Klarna is now the canonical case study for both sides of the AI customer service debate, which is why it’s worth reading the whole arc rather than the February 2024 announcement in isolation.

The part that worked: AI genuinely resolves structured, high-volume, repeatable queries faster at comparable satisfaction scores. If your service volume is dominated by order status, FAQs, account lookups, and defined decision trees, the math on AI handling holds. The 2-minute resolution time is real — for those query types.

The part that failed: Removing human fallback for complex queries is a quality bet that doesn’t pay. Customers with genuine disputes, ambiguous situations, or emotional states don’t accept a wrong AI answer and move on. They escalate, churn, and tell people. The hallucination problem on edge cases isn’t a temporary limitation — it’s a current-generation constraint you need to architect around, not optimise through.

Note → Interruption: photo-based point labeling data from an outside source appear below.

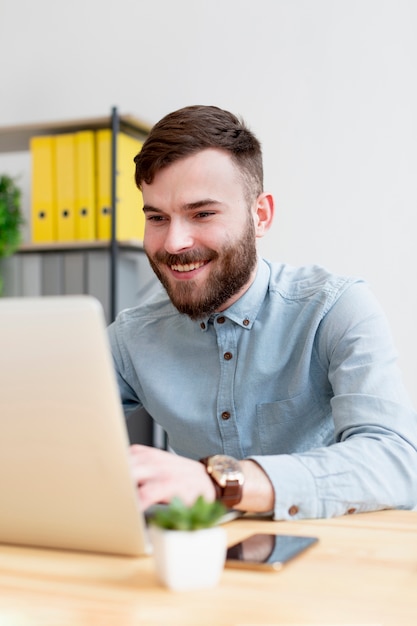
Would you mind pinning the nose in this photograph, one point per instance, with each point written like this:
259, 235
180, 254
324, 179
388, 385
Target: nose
178, 237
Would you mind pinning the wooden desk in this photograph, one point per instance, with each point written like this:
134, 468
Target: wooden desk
363, 572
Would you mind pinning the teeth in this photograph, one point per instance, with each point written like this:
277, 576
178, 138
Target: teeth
188, 267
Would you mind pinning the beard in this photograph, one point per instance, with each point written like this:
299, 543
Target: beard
233, 267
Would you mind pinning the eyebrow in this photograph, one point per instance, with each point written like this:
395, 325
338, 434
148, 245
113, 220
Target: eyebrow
189, 206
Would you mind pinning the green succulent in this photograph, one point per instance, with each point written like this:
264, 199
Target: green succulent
178, 516
11, 218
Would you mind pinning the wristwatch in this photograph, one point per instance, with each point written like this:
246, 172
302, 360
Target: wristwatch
227, 477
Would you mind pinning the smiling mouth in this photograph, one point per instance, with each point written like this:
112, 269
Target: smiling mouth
187, 267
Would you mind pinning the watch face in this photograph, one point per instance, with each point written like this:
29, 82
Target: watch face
225, 468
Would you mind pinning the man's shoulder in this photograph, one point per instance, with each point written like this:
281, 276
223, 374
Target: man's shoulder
293, 282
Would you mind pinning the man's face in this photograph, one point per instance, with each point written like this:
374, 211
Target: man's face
199, 235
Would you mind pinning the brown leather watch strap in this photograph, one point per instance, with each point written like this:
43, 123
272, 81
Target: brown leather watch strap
231, 493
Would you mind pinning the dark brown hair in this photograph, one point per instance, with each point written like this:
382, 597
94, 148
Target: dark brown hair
194, 128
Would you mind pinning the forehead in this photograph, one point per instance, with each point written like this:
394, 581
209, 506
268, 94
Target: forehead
210, 171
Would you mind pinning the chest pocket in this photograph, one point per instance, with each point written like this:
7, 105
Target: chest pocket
294, 425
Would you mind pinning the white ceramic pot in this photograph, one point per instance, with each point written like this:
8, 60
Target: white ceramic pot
189, 559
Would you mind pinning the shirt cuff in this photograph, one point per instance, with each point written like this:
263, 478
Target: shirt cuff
294, 487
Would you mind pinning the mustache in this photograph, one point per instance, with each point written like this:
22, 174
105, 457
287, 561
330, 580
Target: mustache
192, 256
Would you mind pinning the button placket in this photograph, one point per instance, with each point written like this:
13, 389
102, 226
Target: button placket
226, 341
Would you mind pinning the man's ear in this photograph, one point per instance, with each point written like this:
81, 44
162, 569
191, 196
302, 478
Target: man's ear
264, 213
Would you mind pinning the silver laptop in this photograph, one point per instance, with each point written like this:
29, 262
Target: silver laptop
64, 475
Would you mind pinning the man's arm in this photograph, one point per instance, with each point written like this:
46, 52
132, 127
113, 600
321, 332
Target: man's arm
161, 475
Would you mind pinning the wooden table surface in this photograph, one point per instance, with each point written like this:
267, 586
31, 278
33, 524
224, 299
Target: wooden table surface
362, 572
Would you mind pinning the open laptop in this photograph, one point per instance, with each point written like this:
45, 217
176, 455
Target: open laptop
64, 475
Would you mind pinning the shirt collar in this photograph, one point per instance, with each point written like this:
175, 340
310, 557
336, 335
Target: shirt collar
245, 310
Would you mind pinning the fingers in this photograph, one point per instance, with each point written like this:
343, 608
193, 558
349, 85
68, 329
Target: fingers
161, 475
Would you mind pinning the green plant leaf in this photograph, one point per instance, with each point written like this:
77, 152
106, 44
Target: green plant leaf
178, 516
11, 218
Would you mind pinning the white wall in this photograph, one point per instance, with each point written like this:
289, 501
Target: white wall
329, 86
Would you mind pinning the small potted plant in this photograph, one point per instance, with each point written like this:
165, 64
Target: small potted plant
11, 218
188, 545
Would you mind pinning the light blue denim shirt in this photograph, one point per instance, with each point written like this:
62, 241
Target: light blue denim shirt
299, 374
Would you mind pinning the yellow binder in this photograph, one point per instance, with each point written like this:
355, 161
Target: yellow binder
43, 189
65, 186
130, 221
85, 200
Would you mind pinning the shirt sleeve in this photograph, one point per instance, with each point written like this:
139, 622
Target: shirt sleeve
372, 463
124, 371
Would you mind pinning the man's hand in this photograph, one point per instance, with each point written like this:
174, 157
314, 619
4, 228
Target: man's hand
160, 475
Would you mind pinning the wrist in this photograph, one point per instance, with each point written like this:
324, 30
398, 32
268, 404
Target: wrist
258, 493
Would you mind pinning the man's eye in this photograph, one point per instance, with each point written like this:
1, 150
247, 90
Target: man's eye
155, 218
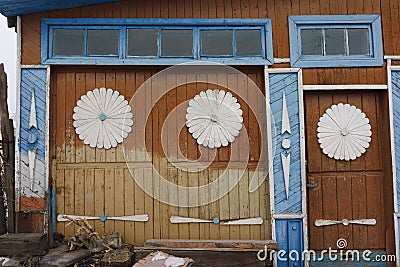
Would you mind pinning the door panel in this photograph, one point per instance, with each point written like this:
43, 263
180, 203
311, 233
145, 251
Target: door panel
350, 190
92, 181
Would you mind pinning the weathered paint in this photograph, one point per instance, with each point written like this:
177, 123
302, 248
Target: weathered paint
289, 235
287, 83
33, 139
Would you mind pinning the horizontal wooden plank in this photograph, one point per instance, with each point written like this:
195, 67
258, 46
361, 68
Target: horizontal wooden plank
212, 258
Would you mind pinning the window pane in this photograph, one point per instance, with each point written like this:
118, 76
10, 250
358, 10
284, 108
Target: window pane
358, 41
248, 42
311, 42
216, 43
177, 43
102, 42
68, 42
142, 42
334, 42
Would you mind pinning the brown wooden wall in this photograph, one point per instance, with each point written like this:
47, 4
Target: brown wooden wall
277, 10
93, 181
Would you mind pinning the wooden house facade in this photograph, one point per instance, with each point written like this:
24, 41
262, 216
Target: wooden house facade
313, 164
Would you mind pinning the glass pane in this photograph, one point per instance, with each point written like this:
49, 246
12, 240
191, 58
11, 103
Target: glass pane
102, 42
177, 43
311, 42
68, 42
358, 41
334, 42
142, 42
248, 42
216, 43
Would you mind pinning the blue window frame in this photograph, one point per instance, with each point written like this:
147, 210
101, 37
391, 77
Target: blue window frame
187, 35
335, 41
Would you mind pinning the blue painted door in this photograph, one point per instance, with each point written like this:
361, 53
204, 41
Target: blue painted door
344, 192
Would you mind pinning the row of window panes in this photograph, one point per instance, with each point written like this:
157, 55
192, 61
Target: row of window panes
145, 42
335, 41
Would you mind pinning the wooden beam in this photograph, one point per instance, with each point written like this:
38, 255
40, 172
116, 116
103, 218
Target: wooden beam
7, 133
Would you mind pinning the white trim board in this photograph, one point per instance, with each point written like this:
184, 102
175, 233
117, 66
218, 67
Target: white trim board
346, 87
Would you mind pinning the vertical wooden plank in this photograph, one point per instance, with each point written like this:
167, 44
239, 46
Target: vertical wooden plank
372, 156
204, 210
254, 207
60, 196
244, 205
228, 9
329, 199
69, 185
376, 240
214, 206
119, 202
129, 195
109, 197
194, 228
314, 202
359, 206
183, 196
313, 115
344, 197
90, 82
60, 140
234, 210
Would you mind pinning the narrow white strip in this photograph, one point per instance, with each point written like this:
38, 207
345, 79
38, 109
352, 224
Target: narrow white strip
32, 160
286, 172
285, 116
32, 115
346, 87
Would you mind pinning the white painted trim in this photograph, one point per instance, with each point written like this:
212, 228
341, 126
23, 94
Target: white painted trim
392, 146
393, 153
396, 239
392, 57
17, 132
302, 151
278, 60
289, 216
283, 70
346, 87
303, 162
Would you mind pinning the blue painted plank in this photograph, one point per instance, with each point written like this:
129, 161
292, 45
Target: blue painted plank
288, 83
33, 79
289, 235
21, 7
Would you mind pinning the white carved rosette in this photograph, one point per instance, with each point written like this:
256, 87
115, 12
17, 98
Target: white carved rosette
214, 118
344, 132
102, 118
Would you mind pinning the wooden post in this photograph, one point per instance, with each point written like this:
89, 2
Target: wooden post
7, 133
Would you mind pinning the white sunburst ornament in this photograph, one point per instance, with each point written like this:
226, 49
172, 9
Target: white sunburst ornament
214, 118
102, 118
344, 132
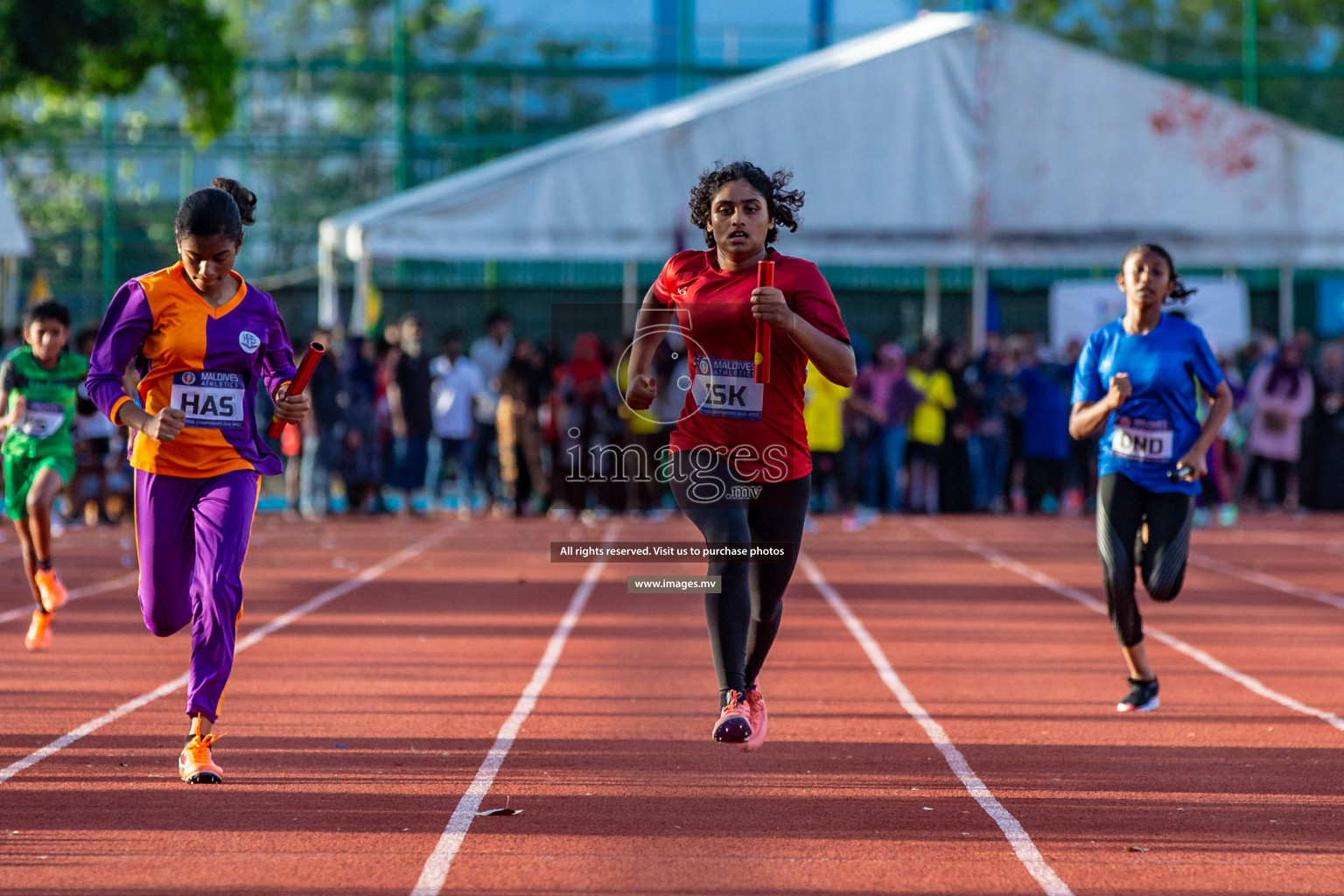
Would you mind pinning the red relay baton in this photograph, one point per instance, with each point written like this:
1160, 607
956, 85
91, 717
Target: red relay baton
298, 383
761, 373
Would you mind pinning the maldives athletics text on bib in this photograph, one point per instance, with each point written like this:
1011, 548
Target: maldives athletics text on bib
1144, 441
727, 388
210, 399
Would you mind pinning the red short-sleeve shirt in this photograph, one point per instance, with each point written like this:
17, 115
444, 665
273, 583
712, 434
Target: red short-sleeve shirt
760, 426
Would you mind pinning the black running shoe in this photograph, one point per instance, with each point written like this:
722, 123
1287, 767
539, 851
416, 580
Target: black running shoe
1141, 697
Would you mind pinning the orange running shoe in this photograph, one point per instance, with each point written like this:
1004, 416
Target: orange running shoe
39, 632
52, 592
197, 766
757, 719
732, 725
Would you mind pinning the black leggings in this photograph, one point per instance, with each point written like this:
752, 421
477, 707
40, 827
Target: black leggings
1121, 508
745, 615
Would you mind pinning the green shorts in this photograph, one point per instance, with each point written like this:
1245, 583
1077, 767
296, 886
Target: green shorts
19, 474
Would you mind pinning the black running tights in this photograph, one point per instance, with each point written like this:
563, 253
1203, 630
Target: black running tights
1121, 508
745, 615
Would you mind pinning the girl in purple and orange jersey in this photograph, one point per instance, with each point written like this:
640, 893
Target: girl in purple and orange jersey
202, 341
741, 466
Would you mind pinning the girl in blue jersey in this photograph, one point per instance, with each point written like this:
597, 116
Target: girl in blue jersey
1135, 383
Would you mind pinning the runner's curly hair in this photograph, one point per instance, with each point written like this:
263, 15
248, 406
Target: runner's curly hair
1179, 290
780, 203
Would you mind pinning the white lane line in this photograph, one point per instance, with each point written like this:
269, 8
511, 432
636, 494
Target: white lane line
1150, 632
85, 592
1274, 584
1012, 830
441, 860
180, 682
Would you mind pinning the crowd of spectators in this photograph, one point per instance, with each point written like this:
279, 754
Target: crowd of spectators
507, 424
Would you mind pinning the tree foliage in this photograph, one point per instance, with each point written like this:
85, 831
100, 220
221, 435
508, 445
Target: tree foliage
72, 49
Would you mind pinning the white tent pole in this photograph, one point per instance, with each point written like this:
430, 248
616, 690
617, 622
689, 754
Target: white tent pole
359, 309
1288, 266
328, 298
980, 213
978, 308
933, 298
10, 293
1285, 303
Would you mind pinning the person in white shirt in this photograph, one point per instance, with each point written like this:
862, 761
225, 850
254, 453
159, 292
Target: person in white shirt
491, 354
456, 387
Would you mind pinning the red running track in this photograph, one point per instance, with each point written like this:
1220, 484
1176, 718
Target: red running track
354, 731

The measurement trap: Average satisfaction scores across resolved queries will look good when you route only the easy work to AI. This isn’t fraud — it’s incomplete measurement. The right metric is quality across the full distribution, including queries that escalate or never resolve. If you’re evaluating an AI service rollout, demand the hard distribution, not the headline average.

We’ve seen this same pattern repeatedly in our own deployments: aggregate experience holds or even improves because AI crushes the simple 80%, but the hard tail — complex, emotional, or high-stakes queries — drives disproportionate churn and brand damage that averaged metrics completely mask until it’s too late.

The Honest Read

Siemiatkowski’s February 2025 quote — “I am of the opinion that AI can already do all of the jobs that we, as humans, do” — aged about three months before his own company walked it back in practice. By October 2025, he was saying “I think there is a massive shift coming to knowledge work,” which is a more defensible and more accurate claim.

The shift is real. The timeline is not linear. And the durable equilibrium is not full replacement — it’s AI handling volume that humans shouldn’t be spending time on, with humans handling situations where being wrong has real consequences.

The lesson isn’t that AI fails at customer service — it’s that removing the human fallback is a quality trade-off most organisations underestimate. The winning model isn’t AI-first or human-first. It’s AI for scale, with a deliberately preserved human layer for the irreducible edge cases.